4.4.6.5 Drug card or medication chart

This is a drug prescription and administration record that must be used in the inpatient settings to record the administration of medication.

5 Review and version control

The ‘at a glance’ documents that form the basis of this SOP will be formally reviewed every two years. Interim updates will be produced to reflect changes to the safe and secure handling of medicines manual and will be evident through version numbers.

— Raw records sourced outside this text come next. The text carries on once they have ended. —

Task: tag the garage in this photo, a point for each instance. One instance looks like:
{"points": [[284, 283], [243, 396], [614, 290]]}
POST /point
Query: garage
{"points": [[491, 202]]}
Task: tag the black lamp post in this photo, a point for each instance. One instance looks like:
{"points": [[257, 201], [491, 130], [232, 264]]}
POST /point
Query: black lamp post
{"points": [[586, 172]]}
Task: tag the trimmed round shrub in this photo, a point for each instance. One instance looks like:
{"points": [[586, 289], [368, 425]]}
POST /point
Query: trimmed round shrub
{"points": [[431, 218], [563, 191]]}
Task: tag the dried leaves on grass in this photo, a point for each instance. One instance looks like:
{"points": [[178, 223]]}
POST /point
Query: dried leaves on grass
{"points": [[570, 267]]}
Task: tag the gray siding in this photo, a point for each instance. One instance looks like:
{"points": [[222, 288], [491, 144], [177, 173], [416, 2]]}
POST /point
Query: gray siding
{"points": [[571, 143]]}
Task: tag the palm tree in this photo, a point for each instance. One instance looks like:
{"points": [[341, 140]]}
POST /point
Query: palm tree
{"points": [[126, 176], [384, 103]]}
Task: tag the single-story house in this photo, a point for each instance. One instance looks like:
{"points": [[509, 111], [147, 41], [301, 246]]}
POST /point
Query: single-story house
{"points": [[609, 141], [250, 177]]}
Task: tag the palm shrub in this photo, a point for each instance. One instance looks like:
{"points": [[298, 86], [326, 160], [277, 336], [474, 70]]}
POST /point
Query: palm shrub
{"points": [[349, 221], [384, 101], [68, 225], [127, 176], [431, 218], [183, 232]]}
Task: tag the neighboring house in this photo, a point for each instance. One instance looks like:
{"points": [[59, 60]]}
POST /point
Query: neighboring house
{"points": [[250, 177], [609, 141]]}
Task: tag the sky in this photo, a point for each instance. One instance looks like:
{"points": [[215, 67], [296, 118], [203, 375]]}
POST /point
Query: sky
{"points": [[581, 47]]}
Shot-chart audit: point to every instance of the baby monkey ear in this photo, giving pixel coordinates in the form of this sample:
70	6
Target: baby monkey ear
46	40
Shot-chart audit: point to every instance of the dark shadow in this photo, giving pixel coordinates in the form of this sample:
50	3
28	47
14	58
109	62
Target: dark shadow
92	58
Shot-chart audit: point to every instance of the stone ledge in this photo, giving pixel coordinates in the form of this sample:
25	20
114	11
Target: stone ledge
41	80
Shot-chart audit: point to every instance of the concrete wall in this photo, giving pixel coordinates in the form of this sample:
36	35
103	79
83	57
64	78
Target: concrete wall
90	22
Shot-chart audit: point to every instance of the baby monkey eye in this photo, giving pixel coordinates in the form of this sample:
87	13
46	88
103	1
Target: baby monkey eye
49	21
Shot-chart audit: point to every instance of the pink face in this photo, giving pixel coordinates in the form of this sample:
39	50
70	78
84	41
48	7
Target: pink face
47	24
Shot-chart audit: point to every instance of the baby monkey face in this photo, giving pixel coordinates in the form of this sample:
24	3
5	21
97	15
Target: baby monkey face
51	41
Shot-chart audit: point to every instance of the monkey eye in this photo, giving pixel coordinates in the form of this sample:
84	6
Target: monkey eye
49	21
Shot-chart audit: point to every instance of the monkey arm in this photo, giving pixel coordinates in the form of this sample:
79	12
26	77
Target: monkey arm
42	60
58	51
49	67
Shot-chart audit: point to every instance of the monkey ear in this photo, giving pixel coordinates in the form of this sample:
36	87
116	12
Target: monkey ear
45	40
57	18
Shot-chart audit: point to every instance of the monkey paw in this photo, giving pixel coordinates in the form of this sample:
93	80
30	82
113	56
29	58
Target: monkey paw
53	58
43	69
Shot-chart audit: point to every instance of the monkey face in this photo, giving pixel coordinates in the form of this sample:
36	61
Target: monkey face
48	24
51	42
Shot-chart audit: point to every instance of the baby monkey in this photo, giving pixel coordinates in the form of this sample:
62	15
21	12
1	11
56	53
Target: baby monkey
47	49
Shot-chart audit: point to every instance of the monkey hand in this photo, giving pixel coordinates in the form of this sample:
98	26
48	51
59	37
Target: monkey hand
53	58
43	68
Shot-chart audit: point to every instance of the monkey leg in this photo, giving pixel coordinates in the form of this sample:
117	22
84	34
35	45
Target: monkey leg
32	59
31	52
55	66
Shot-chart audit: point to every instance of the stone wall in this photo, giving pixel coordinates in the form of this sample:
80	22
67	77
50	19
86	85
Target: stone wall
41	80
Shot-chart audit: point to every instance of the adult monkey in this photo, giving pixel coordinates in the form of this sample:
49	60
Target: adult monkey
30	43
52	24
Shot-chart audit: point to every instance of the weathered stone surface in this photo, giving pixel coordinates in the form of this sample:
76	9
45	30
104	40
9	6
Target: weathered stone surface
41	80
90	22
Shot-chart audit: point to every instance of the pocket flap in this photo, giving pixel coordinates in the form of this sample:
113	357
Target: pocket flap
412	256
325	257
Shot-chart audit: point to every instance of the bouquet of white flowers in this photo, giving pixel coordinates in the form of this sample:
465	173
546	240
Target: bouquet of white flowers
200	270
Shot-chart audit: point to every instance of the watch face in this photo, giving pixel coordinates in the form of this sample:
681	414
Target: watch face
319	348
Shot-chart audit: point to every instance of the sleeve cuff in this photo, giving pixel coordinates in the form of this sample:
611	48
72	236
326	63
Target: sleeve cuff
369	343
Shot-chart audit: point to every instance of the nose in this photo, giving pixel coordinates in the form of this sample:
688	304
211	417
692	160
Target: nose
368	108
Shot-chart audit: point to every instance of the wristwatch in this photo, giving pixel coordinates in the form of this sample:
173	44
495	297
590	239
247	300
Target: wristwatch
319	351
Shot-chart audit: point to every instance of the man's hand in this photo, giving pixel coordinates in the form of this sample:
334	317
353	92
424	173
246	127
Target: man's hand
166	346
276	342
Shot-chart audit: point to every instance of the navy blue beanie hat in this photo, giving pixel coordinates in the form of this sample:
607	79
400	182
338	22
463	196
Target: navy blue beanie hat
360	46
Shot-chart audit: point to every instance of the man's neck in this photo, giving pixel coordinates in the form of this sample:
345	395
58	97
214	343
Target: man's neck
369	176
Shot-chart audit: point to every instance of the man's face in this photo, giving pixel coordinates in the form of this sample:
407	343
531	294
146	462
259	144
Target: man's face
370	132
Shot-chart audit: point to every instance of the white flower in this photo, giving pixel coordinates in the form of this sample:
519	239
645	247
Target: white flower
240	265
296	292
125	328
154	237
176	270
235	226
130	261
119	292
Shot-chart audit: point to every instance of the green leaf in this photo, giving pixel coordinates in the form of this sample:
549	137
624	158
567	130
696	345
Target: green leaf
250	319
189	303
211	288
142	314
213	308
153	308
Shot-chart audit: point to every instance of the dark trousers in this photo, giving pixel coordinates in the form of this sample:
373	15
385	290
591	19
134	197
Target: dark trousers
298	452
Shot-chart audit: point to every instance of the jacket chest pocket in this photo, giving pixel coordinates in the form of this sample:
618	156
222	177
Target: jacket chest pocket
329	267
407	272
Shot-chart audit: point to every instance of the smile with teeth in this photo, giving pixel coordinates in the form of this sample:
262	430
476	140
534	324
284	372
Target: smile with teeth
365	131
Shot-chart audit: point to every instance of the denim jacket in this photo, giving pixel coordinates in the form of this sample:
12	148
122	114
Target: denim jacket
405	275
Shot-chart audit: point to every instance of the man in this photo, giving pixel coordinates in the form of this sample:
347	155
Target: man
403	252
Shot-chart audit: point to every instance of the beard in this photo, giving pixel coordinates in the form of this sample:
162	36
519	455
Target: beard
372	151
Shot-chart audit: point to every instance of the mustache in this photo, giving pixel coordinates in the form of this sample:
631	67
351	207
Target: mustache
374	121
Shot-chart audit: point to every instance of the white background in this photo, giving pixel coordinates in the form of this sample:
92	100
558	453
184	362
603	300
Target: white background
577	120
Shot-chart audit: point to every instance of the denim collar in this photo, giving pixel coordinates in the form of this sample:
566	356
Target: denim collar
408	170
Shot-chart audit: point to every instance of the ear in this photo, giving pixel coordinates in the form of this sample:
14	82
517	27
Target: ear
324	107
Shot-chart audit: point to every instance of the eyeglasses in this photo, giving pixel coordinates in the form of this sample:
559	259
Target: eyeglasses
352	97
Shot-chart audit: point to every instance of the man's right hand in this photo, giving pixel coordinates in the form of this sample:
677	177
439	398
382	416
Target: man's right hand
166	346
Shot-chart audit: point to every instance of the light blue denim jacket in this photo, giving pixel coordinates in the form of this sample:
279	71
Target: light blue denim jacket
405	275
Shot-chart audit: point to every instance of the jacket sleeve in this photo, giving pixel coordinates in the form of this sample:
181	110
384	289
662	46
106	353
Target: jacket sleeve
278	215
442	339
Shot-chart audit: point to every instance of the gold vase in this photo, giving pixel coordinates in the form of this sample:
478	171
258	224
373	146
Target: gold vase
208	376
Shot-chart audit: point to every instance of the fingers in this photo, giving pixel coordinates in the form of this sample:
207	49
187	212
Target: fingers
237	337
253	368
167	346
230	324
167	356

The pharmacy department have responsibility for:

  • the formal reviews and generation of new versions resulting from changes to the content of the ‘at a glance’ documents (with the exception of the right-hand column, which will remain the responsibility of the service or team manager)
  • dissemination to teams and intranet availability of the most current version of the SOP

6 Appendices

6.1 Appendix A ‘At a glance’ CDs requirements

6.2 Appendix B Ward CDs signatory and counter-signatory samples


Document control

  • Version: 6.1.
  • Unique reference number: 138.
  • Approved by: Clinical policies review and approval group.
  • Date approved: 7 June 2022.
  • Name of originator or author: Senior pharmacist on behalf of the trust medicines management committee.
  • Name of responsible individual: Medicines management committee.
  • Date issued: 15 June 2022.
  • Review date: April 2025.
  • Target audience: All staff.
  • Description of change: Minor amendment, phone number change.